Ultras fordern Fans zum Wolfsgruß auf
Im Zuge eines erstarkenden Nationalismus haben zuletzt aber auch Vertreter der politischen Mitte den Wolfsgruß genutzt, um etwa Wähler aus nationalistischeren Milieus anzusprechen. Das Österreich-Spiel fand ausgerechnet am Tag des Sivas-Massakers statt, bei dem ein religiös-nationalistischer Mob mehrere Menschen alevitischen Glaubens bei lebendigem Leib verbrannten und dabei auch den Wolfsgruß zeigten. Ob Demiral dies bewusst gewesen ist, ist unklar.
Türkische Fußball-Ultras haben Fans im Berliner Olympiastadion derweil aufgefordert, beim Viertelfinale ihres Teams gegen die Niederlande den umstrittenen Wolfsgruß zu zeigen. Alle Anhänger auf der Tribüne seien eingeladen, die Geste während der Nationalhymne zu machen, hieß es in einem Aufruf auf der Plattform X.
Demiral-Frau: „Mein Mann ist kein Rassist“
Zuletzt hatte die Ehefrau von Merih Demiral den türkischen Fußball-Nationalspieler noch vehement verteidigt. „Mein Mann ist kein Rassist!“, sagte Heidi Demiral der Schweizer Zeitung „Blick“. Ihr Mann sei „liebenswürdig, offen und tolerant“, ergänzte die 34 Jahre alte Schweizerin, die laut „Blick“ gebürtige Kosovarin ist.

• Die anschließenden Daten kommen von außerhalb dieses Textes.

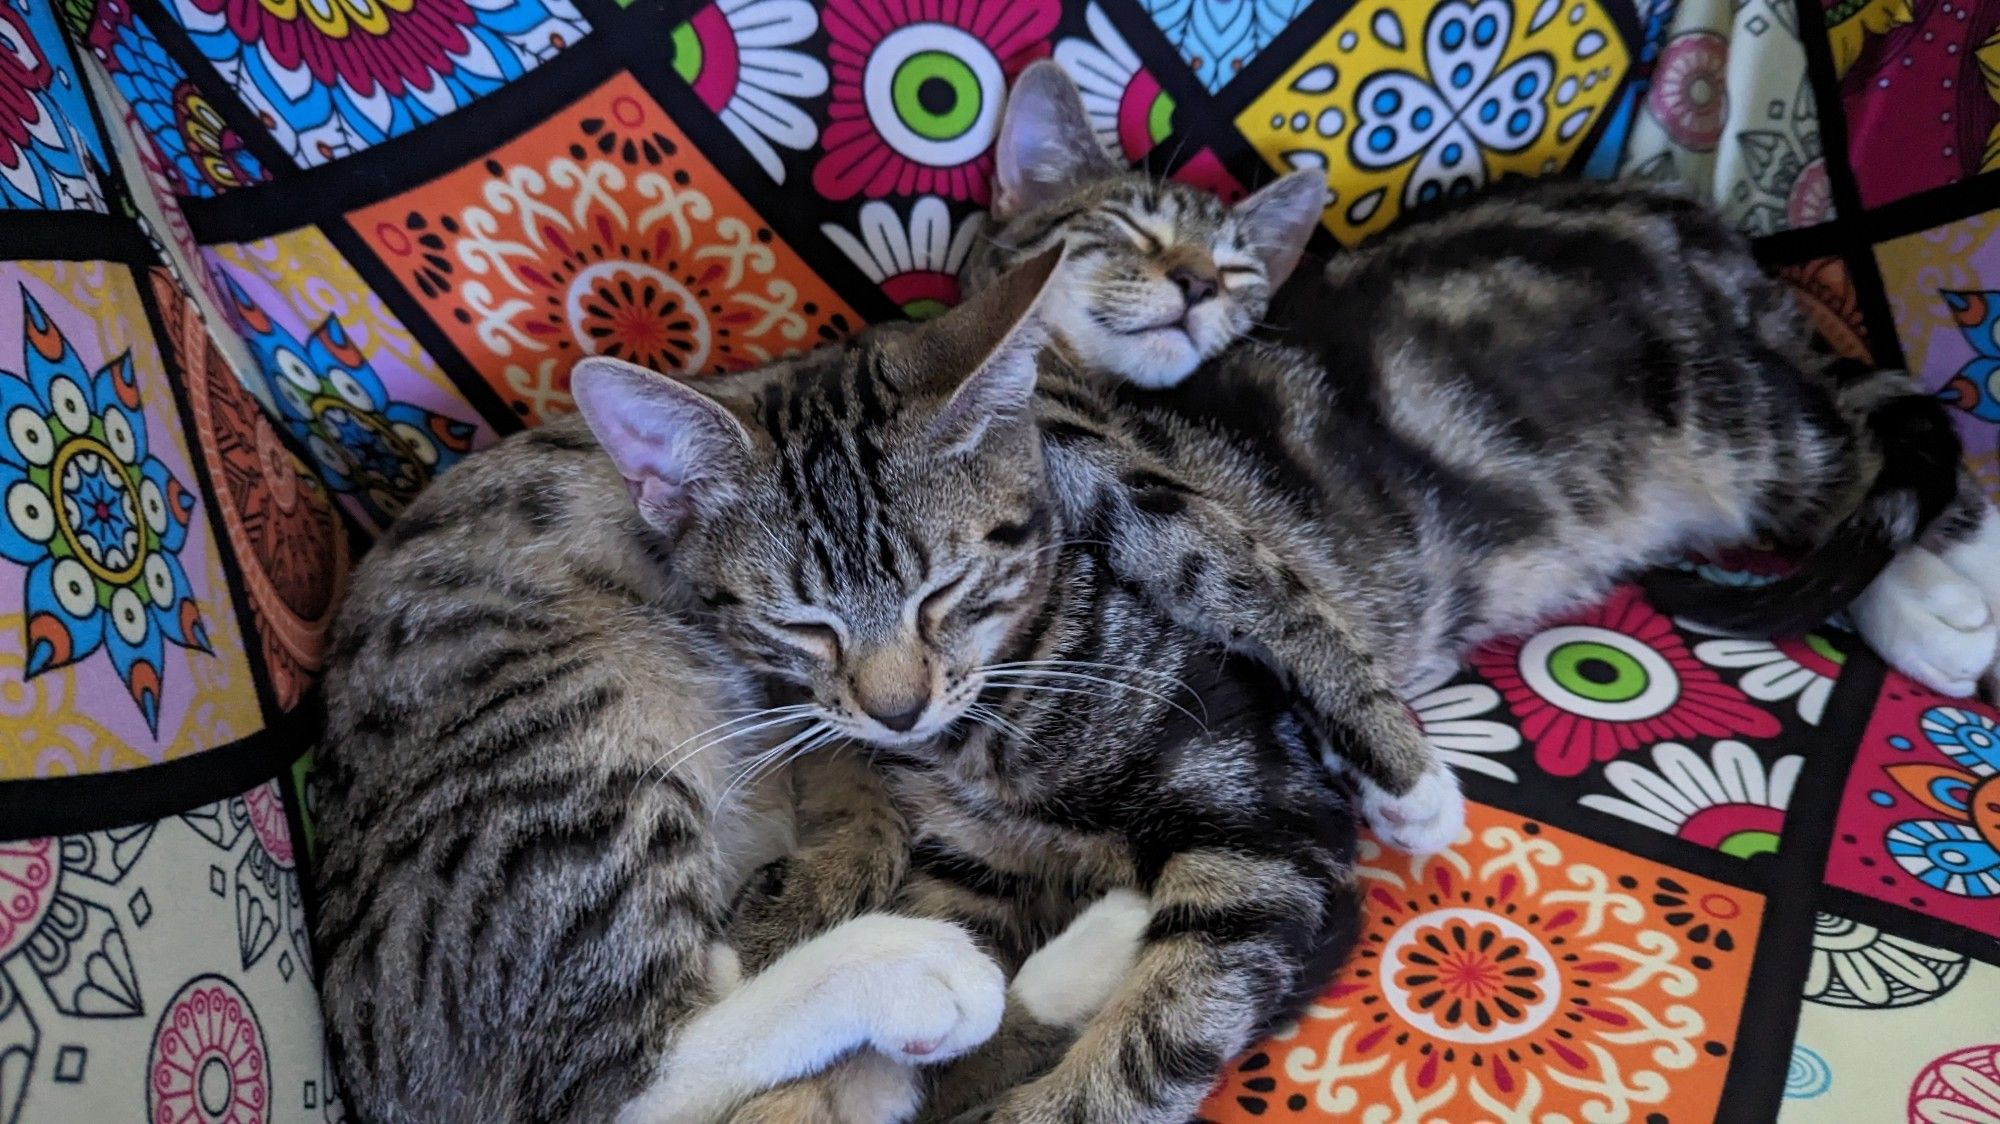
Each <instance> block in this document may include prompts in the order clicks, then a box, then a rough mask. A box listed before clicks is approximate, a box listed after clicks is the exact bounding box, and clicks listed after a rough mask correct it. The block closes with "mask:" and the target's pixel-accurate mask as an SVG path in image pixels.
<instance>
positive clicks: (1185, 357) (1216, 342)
mask: <svg viewBox="0 0 2000 1124" xmlns="http://www.w3.org/2000/svg"><path fill="white" fill-rule="evenodd" d="M994 158H996V172H994V206H992V218H994V222H992V228H990V230H988V238H986V240H984V244H982V246H980V248H976V250H974V254H972V256H970V260H968V262H966V288H968V290H978V286H982V284H986V282H990V280H992V278H994V276H998V274H1000V272H1002V270H1006V268H1008V266H1012V264H1014V262H1018V260H1022V258H1026V256H1032V254H1040V252H1042V250H1048V248H1050V246H1054V244H1066V246H1068V254H1064V264H1062V270H1060V272H1058V276H1056V282H1054V290H1052V292H1050V300H1048V310H1046V318H1048V326H1050V330H1054V332H1056V334H1058V336H1062V340H1064V342H1066V344H1070V348H1072V350H1074V352H1076V356H1078V358H1080V360H1082V362H1084V364H1088V366H1092V368H1098V370H1108V372H1112V374H1116V376H1122V378H1126V380H1130V382H1136V384H1140V386H1170V384H1174V382H1180V380H1182V378H1186V376H1188V374H1190V372H1192V370H1194V368H1196V366H1200V362H1202V360H1206V358H1212V356H1214V354H1216V352H1220V350H1222V348H1226V346H1228V344H1230V342H1232V340H1236V338H1240V336H1242V334H1244V332H1248V330H1250V326H1252V324H1254V322H1256V320H1258V318H1260V316H1264V310H1266V308H1268V306H1270V296H1272V292H1274V290H1276V288H1278V284H1282V282H1284V278H1286V276H1290V272H1292V266H1296V264H1298V256H1300V254H1302V252H1304V248H1306V240H1308V238H1310V236H1312V228H1314V224H1316V222H1318V220H1320V210H1322V208H1324V200H1326V184H1324V180H1322V176H1320V174H1318V172H1310V170H1308V172H1292V174H1290V176H1284V178H1280V180H1276V182H1272V184H1268V186H1266V188H1262V190H1260V192H1256V194H1254V196H1250V198H1246V200H1242V202H1240V204H1236V206H1234V208H1232V206H1228V204H1224V202H1222V200H1218V198H1216V196H1212V194H1208V192H1202V190H1196V188H1188V186H1182V184H1174V182H1154V180H1152V178H1148V176H1146V174H1142V172H1132V170H1128V168H1124V166H1120V164H1116V162H1112V158H1110V156H1106V154H1104V148H1102V146H1100V144H1098V138H1096V134H1094V132H1092V128H1090V118H1088V116H1086V114H1084V102H1082V98H1080V96H1078V94H1076V86H1074V84H1072V82H1070V78H1068V74H1064V72H1062V66H1058V64H1054V62H1036V64H1034V66H1030V68H1028V70H1024V72H1022V74H1020V78H1018V80H1016V82H1014V92H1012V94H1010V96H1008V104H1006V112H1004V114H1002V118H1000V138H998V140H996V148H994Z"/></svg>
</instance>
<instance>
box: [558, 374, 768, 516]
mask: <svg viewBox="0 0 2000 1124" xmlns="http://www.w3.org/2000/svg"><path fill="white" fill-rule="evenodd" d="M570 394H574V396H576V408H578V412H582V416H584V422H586V424H590V432H592V434H596V436H598V444H602V446H604V452H608V454H610V458H612V464H616V466H618V474H620V476H624V478H626V486H628V488H630V490H632V502H634V504H638V512H640V516H642V518H644V520H646V522H650V524H652V526H656V528H658V530H662V532H666V534H670V536H672V534H680V532H682V530H684V528H686V524H688V520H690V518H692V516H694V514H696V506H698V504H702V502H704V500H714V498H718V496H720V494H724V492H726V490H728V486H730V480H732V478H734V476H736V474H738V472H742V470H744V466H746V462H748V458H750V434H746V432H744V428H742V422H738V420H736V418H734V416H732V414H730V412H728V410H724V408H722V406H720V404H716V400H712V398H708V396H706V394H702V392H700V390H696V388H692V386H688V384H684V382H678V380H674V378H670V376H664V374H660V372H654V370H646V368H642V366H636V364H628V362H624V360H614V358H608V356H590V358H586V360H580V362H578V364H576V370H572V372H570Z"/></svg>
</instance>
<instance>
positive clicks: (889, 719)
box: [868, 698, 930, 734]
mask: <svg viewBox="0 0 2000 1124" xmlns="http://www.w3.org/2000/svg"><path fill="white" fill-rule="evenodd" d="M926 706H930V700H928V698H920V700H916V704H914V706H906V708H904V710H892V712H882V710H874V708H870V710H868V716H870V718H874V720H876V722H880V724H884V726H888V728H890V730H894V732H898V734H908V732H910V728H912V726H916V720H918V718H922V716H924V708H926Z"/></svg>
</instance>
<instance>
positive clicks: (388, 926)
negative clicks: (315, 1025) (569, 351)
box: [316, 422, 748, 1122]
mask: <svg viewBox="0 0 2000 1124" xmlns="http://www.w3.org/2000/svg"><path fill="white" fill-rule="evenodd" d="M660 582H662V578H660V566H658V560H656V558H654V556H652V552H650V542H648V540H646V538H644V536H642V534H640V532H638V526H636V524H634V520H632V516H630V504H628V502H624V486H622V480H618V474H616V472H614V470H612V466H610V462H608V460H606V458H604V456H602V452H600V450H598V448H596V442H594V440H592V438H590V434H588V430H584V428H582V426H580V424H578V422H558V424H552V426H548V428H542V430H536V432H530V434H520V436H516V438H512V440H510V442H506V444H502V446H498V448H496V450H490V452H486V454H482V456H474V458H468V460H466V462H464V464H462V466H458V468H456V470H454V472H452V474H448V476H444V478H442V480H440V482H438V484H436V486H432V488H430V490H428V492H426V494H424V496H420V498H418V500H416V504H414V506H412V508H410V510H408V512H406V516H404V518H402V520H400V522H398V524H396V526H394V528H392V532H390V534H388V536H384V540H382V542H380V544H378V546H376V550H374V552H372V554H370V556H368V558H366V560H364V562H362V566H360V568H358V572H356V576H354V586H352V592H350V598H348V602H346V608H344V610H342V616H340V622H338V626H336V636H334V646H332V658H330V666H328V678H326V698H328V738H326V742H324V746H322V750H320V766H322V772H320V778H322V780H320V790H318V792H316V812H318V818H320V826H322V828H320V838H322V840H324V842H326V856H324V864H322V868H320V894H322V908H320V918H318V934H316V936H318V944H320V956H322V962H324V964H326V984H324V996H326V1008H328V1024H330V1032H332V1040H334V1048H336V1050H338V1054H340V1060H342V1074H344V1078H346V1084H348V1086H350V1094H352V1096H354V1100H356V1102H358V1106H360V1108H362V1110H364V1112H368V1114H370V1116H374V1118H378V1120H384V1122H394V1120H472V1118H492V1120H516V1118H536V1120H550V1118H574V1120H602V1118H610V1114H612V1112H614V1110H616V1104H618V1102H622V1100H624V1098H628V1096H632V1094H634V1092H636V1090H638V1082H642V1080H644V1076H646V1074H648V1070H650V1066H652V1064H654V1062H656V1060H658V1056H660V1050H662V1044H664V1042H666V1036H668V1032H670V1028H672V1026H674V1024H676V1022H680V1020H682V1018H684V1016H686V1014H688V1012H690V1010H692V1008H694V1006H698V1004H700V1002H704V1000H706V978H704V976H706V968H704V966H706V942H708V938H710V936H712V930H714V928H716V926H718V924H720V910H722V906H724V904H726V894H728V890H730V888H732V886H734V878H736V874H734V868H732V862H730V858H732V856H730V854H726V850H728V840H726V838H724V836H722V832H716V830H712V826H710V808H712V798H714V794H716V790H718V788H720V784H722V776H720V768H718V764H716V760H718V756H716V754H698V756H694V758H690V760H684V762H678V768H674V770H666V768H664V766H666V764H668V762H670V750H674V746H676V744H682V742H688V740H690V738H694V736H696V734H698V732H702V730H704V728H708V726H714V724H716V722H722V720H724V718H728V716H730V712H732V710H734V708H738V706H744V702H746V698H748V692H744V690H742V684H738V682H734V678H732V676H730V674H726V672H724V670H722V668H724V664H722V662H720V660H718V658H716V654H714V652H710V650H708V646H706V642H704V640H702V638H700V634H698V632H694V630H692V628H688V626H686V624H684V620H682V618H680V614H678V612H676V610H674V608H672V606H670V604H668V602H666V590H664V588H662V584H660ZM586 952H590V954H588V956H586Z"/></svg>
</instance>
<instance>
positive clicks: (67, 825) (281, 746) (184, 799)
mask: <svg viewBox="0 0 2000 1124" xmlns="http://www.w3.org/2000/svg"><path fill="white" fill-rule="evenodd" d="M322 720H324V718H322V712H320V706H318V696H312V698H310V700H308V702H306V704H302V706H298V708H296V710H292V712H290V714H286V716H284V720H280V722H276V724H272V726H266V728H264V730H258V732H256V734H250V736H248V738H242V740H236V742H230V744H228V746H216V748H212V750H202V752H198V754H190V756H184V758H174V760H168V762H160V764H150V766H140V768H128V770H118V772H92V774H82V776H36V778H18V780H0V840H22V838H40V836H74V834H80V832H96V830H104V828H116V826H124V824H146V822H154V820H164V818H168V816H178V814H182V812H186V810H190V808H200V806H204V804H214V802H216V800H228V798H230V796H242V794H244V792H248V790H250V788H254V786H258V784H262V782H266V780H272V778H276V776H282V774H284V770H288V768H290V766H292V762H294V760H298V754H300V752H304V748H308V746H312V740H314V738H316V736H318V730H320V724H322Z"/></svg>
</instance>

Bereits am Donnerstag hatte sich Heidi Demiral auf Instagram in der Sache zu Wort gemeldet. „Der Wolf ist das tierische Symbol der Türkei. Er hat nichts mit Rassismus oder Faschismus zu tun“, schrieb sie auf ihrem Account: „Vielfalt ist die Schönheit unserer Familie und die Stärke unserer Geschichte. Toleranz, Freundlichkeit, Liebe und Großzügigkeit sind grundlegende Werte, die wir unseren Kindern beibringen.“
Sportlich gesehen ist der Ausfall ein herber Verlust für die Türkei. Dass sie mit Ausfällen gut umgehen kann, zeigte sie allerdings bereits im Achtelfinale, als mit Kapitän Hakan Çalhanoğlu der Schlüsselspieler gelbgesperrt fehlte. Demiral ersetzen dürfte Samet Akaydın, der zuletzt ebenfalls mit einer Gelbsperre ausgefallen war und im Viertelfinale wieder spielberechtigt ist.